Both sides of the street were lined with two- or three-story structures of corrugated metal bolted onto I-bar frames. Long chains, thick as an arm, dangled across front doors, the locks rusted shut. A few gave well-oiled evidence of recent use, for storage, not production.
Her father had always taken her for walks all over the area, so she knew everyone. Back then, the entire area was a cacophony of manufacturing. Now, it was silent.
Even the koban police box had been moved. She hated the place and had walked on the other side of the street for years after her father died.
She remembered sitting in the front chair across from the local policeman, explaining over and over to them and refusing to cry. She came all the way in from the city in a taxi and spent the morning and the next day there after her father was hit by a car and killed. The detectives didn’t listen to her because she was dressed in a slinky one-piece and was made up like a model.

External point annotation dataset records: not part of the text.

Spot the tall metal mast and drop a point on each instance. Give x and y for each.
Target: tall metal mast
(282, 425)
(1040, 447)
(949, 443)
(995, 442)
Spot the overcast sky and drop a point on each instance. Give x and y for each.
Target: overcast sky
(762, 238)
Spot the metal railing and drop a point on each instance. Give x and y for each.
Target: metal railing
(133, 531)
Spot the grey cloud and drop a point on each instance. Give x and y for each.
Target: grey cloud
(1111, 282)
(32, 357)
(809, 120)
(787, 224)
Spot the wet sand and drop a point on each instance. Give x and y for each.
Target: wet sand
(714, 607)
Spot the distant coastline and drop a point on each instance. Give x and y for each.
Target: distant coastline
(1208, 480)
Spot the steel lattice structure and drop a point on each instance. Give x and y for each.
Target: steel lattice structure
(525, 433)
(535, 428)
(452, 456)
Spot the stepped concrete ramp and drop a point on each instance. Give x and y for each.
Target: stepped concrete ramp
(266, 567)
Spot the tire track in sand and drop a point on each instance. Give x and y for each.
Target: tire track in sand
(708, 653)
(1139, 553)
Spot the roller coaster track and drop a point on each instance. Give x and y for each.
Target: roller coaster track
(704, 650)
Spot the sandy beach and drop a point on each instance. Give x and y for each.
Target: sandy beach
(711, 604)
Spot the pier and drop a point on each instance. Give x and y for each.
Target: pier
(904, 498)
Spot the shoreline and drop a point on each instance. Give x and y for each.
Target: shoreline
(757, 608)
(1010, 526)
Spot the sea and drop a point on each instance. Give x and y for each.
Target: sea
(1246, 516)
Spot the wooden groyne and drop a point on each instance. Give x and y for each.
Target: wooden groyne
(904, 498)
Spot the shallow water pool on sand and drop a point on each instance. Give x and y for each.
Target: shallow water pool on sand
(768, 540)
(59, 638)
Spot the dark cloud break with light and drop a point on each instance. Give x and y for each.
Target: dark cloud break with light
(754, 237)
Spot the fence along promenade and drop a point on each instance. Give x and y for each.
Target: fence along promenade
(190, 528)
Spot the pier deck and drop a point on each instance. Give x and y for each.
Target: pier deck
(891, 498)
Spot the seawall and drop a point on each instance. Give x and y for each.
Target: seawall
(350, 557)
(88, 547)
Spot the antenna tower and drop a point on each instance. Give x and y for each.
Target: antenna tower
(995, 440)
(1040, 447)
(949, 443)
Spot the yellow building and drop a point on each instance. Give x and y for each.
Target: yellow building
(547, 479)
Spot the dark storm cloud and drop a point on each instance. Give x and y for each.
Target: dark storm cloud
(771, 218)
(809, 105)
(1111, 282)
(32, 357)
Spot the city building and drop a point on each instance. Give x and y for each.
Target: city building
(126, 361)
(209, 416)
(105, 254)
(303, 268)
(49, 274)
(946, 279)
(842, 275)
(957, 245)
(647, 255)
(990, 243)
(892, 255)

Her father had been drunk, the policemen said. He stumbled in front of the car, they said. Michiko explained to the police that was impossible. He seldom drank and never to excess. She demanded an investigation.
The investigators never found the hit-and-run driver. She was sure they hadn’t looked too hard.
After that, Michiko divided her time between her apartment in Roppongi and her old room, trying to sort out who was owed what. She discovered a trail of what looked like bad decisions, but her accountant in Akasaka—after she got him to go over the paperwork—told her the debt was probably forced on her father. The workers knew almost nothing about the factory’s budgets or how her father handled the money. But they offered to work without pay until it was all cleared up. Uncle Ono knew even less about the debts.